Die Ziele des Dienstleistungs- oder Servicemanagements können nur erreicht werden, wenn die spezifischen Kundenanforderungen an die Erringung von Dienstleistungen und Services bekannt sind – und auch erfüllt werden. Wichtig – hierbei handelt es sich weniger um Erwartungen an das eigentliche Kernprodukt, sondern vielmehr um das Kundenerlebnis am jeweiligen Kontaktpunkt, d.h. Verkauf, Beratung, Betreuung, Freundlichkeit, Service, Prozessdesign, Logik, Zugänglichkeit, Verfügbarkeit, Verständlichkeit, etc…

GAP-Modell für Servicequalität, Parasuraman/Zeithaml/Berry (1985)
GAP-Modell für Servicequalität, Parasuraman/Zeithaml/Berry (1985)
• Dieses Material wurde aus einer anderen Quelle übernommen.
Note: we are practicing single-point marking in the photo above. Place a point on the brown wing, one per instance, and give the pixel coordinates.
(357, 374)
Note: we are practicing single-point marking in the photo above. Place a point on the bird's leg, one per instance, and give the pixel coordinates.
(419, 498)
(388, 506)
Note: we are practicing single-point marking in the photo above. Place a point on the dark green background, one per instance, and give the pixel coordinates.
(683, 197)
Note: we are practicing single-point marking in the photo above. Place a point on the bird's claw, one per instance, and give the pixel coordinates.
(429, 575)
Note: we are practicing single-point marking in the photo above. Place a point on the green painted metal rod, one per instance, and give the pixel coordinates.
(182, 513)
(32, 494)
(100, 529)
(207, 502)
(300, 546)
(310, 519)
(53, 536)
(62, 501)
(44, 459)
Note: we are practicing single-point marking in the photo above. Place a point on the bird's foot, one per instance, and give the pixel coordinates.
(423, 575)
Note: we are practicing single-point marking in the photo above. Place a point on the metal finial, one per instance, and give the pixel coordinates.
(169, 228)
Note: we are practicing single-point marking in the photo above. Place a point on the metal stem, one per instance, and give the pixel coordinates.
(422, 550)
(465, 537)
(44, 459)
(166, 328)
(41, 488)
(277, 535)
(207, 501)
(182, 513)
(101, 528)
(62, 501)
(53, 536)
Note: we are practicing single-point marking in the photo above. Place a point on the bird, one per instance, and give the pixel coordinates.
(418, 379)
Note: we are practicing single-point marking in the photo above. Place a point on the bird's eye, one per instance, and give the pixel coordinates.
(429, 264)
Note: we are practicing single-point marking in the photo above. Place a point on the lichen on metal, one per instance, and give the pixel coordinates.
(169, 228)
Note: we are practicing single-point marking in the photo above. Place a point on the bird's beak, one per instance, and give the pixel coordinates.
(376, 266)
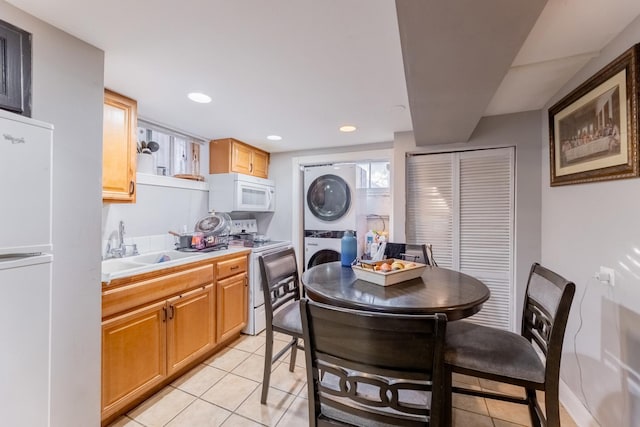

Aus verschiedenen wissenschaftlichen Modellen und Methoden zur Erhebung von Kundenerwartungen zeichnet sich das GAP-Modell durch seine Akzeptanz in der Wirtschaft aus.

Das GAP-Modell dient zur Strukturierung der Qualitätsdefinition aus der Perspektive von Firmen als Anbieter sowie Kunden als Empfänger von Services und Dienstleistungen. Aus den einzelnen GAP-Stufen werden Diskrepanzen im Servicedesign sichtbar, welche sich aus der Sicht des Kunden in der Summe als Missverhältnis zwischen erwarteter und erlebter Service-Erbringung zeigen.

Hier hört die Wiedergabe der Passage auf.